For businesses in regulated sectors, the challenge is not only access but control. Organisations in areas such as financial services and healthcare often need to manage personal and sensitive information under strict rules, making data movement both an operational and compliance concern.

Cloudera said the connector removes the need for traditional data movement pipelines. Instead, enterprises can query information directly in place, reducing storage duplication and keeping data such as PII, PHI and PCI inside protected environments.

The company positioned the product as part of a wider shift in how organisations are building AI systems. Rather than centralising data into a single location for analysis and automation, some are looking for ways to bring AI tools to existing data estates spread across public cloud, on-premise and other environments.

This becomes more important as organisations move from AI pilots to broader operational use. At that stage, businesses face greater scrutiny over how automated systems make decisions, where the underlying data came from, and whether actions can be traced back to source information.

Leo Brunnick, Chief Product Officer at Cloudera, said traceability is central to wider deployment. "Enterprises cannot scale autonomous AI without being able to prove why decisions are made.

"Without this traceability, organisations cannot safely deploy AI agents or meet regulatory demands. This is especially critical for Chief Information Security Officers, Chief Data Officers, and Chief AI Officers, who carry the risk, security, and compliance burden as AI moves from pilot to production-scale operations," he said.

Partnership expansion

The rollout also marks a further step in Cloudera's relationship with ServiceNow. ServiceNow joined Cloudera's partner AI ecosystem in 2025, and the latest integration ties Cloudera's data platform more closely to ServiceNow's workflow software.

ServiceNow said the arrangement is intended to help businesses connect trusted enterprise data with workflow automation.
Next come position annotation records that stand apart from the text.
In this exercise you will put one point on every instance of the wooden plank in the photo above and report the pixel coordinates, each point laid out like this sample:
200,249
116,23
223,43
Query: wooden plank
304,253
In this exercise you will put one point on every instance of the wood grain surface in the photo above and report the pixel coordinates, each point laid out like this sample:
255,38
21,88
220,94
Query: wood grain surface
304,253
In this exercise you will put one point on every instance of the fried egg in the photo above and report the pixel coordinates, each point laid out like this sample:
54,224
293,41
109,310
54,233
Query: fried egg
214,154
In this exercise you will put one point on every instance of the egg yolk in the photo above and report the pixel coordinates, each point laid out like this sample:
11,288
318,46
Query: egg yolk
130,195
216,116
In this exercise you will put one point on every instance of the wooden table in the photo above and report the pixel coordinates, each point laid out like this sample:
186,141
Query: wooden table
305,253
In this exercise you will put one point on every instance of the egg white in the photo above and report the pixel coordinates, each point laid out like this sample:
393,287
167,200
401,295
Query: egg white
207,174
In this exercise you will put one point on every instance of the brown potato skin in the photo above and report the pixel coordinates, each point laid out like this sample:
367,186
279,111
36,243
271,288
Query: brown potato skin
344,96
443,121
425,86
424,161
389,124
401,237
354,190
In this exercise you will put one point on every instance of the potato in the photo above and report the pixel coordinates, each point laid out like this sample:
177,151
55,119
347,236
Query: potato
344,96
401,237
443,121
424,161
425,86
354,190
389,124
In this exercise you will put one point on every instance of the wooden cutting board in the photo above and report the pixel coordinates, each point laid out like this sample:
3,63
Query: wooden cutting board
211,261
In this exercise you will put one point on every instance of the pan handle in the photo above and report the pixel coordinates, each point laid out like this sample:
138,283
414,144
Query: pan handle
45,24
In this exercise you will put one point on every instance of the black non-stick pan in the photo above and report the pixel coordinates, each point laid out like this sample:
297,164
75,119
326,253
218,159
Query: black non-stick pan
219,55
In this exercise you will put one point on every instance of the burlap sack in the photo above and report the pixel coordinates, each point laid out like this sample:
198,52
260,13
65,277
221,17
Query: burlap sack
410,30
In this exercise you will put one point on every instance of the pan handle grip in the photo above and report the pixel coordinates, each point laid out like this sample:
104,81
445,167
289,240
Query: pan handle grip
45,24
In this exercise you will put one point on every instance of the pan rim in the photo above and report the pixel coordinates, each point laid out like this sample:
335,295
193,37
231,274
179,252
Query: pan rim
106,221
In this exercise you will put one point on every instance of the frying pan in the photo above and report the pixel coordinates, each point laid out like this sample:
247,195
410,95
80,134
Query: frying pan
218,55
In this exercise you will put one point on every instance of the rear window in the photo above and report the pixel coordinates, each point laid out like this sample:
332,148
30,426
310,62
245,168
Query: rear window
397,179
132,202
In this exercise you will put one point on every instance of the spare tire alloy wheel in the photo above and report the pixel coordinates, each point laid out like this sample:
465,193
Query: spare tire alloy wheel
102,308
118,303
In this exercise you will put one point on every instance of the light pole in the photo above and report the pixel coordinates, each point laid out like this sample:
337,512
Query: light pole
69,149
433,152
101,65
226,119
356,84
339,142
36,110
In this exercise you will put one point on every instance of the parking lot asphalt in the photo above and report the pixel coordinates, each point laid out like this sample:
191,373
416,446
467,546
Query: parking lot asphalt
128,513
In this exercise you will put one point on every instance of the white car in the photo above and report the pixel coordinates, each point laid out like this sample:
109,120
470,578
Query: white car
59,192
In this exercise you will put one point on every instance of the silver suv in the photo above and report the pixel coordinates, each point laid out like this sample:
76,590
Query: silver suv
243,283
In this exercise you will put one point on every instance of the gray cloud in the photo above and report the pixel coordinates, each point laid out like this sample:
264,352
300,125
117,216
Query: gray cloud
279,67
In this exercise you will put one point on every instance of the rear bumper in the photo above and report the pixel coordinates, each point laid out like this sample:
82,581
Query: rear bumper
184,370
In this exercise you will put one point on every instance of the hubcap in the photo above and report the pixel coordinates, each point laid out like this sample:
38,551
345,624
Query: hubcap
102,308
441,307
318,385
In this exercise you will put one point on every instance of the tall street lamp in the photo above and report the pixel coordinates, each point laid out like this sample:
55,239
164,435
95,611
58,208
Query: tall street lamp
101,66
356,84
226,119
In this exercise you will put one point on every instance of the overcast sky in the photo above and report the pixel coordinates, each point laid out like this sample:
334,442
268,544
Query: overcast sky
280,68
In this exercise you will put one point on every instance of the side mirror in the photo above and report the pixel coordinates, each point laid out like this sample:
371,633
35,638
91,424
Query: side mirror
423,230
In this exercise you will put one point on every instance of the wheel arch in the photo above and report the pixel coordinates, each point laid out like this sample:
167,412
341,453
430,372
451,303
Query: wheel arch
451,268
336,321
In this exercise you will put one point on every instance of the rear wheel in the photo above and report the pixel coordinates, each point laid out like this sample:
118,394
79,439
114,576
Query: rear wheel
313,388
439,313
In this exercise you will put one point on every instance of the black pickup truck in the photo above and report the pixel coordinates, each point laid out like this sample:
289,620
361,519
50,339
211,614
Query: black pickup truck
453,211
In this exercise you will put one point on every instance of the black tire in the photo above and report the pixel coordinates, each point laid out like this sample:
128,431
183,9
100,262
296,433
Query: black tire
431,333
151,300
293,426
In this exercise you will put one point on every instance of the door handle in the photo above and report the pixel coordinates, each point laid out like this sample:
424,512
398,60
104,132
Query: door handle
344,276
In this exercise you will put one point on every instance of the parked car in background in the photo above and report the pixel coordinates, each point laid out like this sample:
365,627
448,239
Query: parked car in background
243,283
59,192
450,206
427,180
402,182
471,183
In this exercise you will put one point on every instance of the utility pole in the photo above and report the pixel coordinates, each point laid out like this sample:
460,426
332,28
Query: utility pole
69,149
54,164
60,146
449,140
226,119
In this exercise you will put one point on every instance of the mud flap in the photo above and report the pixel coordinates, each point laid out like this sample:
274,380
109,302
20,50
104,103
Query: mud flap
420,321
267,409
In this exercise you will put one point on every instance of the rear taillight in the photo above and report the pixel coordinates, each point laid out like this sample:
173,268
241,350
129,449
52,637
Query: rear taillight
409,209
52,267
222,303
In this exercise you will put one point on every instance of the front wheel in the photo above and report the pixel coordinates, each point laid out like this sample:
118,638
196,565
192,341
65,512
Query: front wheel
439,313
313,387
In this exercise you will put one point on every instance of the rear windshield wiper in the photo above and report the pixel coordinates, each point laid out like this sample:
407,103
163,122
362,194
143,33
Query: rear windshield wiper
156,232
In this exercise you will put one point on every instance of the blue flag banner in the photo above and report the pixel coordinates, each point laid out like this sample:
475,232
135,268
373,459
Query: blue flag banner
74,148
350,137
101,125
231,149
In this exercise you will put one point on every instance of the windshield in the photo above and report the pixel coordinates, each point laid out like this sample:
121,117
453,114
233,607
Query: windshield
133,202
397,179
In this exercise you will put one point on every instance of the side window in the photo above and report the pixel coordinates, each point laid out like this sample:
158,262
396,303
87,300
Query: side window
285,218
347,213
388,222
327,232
The companies are positioning the integration as a way to keep AI-triggered actions inside ServiceNow linked to source data without moving sensitive information out of its existing environment.

Pramod Mahadevan, VP, Data & Analytics Product Ecosystem at ServiceNow, described Cloudera's role in the partnership. "Cloudera plays a critical role in breaking down data silos by bringing enterprise data into a single, governed platform where it's already curated, processed, and trusted.

"By leveraging those high-quality insights, we're able to drive intelligent automation and workflows, enabling closed-loop remediation that helps organisations quickly identify, address, and resolve issues with greater efficiency and confidence on the ServiceNow AI Platform," he said.

Regional relevance

The announcement has particular relevance in Australia and New Zealand, where businesses and public sector bodies are under growing pressure to show that AI systems are transparent, governed and auditable. That concern has become more visible as governments and regulators increase scrutiny of how organisations manage autonomous decision-making systems.

Cloudera's local leadership said customers in the region want faster AI adoption but remain cautious about data handling. The company argued that private AI deployments are gaining attention in highly regulated sectors because they offer a route to stronger control over data and model use.

Vini Cardoso, Chief Technology Officer for Cloudera Australia and New Zealand, said, "Australian organisations are eager to accelerate AI adoption, provided their data remains secure, governed, and trusted. As enterprises in highly regulated sectors like financial services and healthcare shift toward private AI, there is a critical need to power advanced autonomous workflows without moving or duplicating sensitive data. By enabling zero-copy access with full traceability and control, we are helping organisations deploy autonomous AI with confidence - without compromising on security, compliance, or data integrity their industry demands."

Cloudera said the connector is integrated with ServiceNow in a way that supports governance in hybrid settings, with source-level traceability attached to AI-driven actions.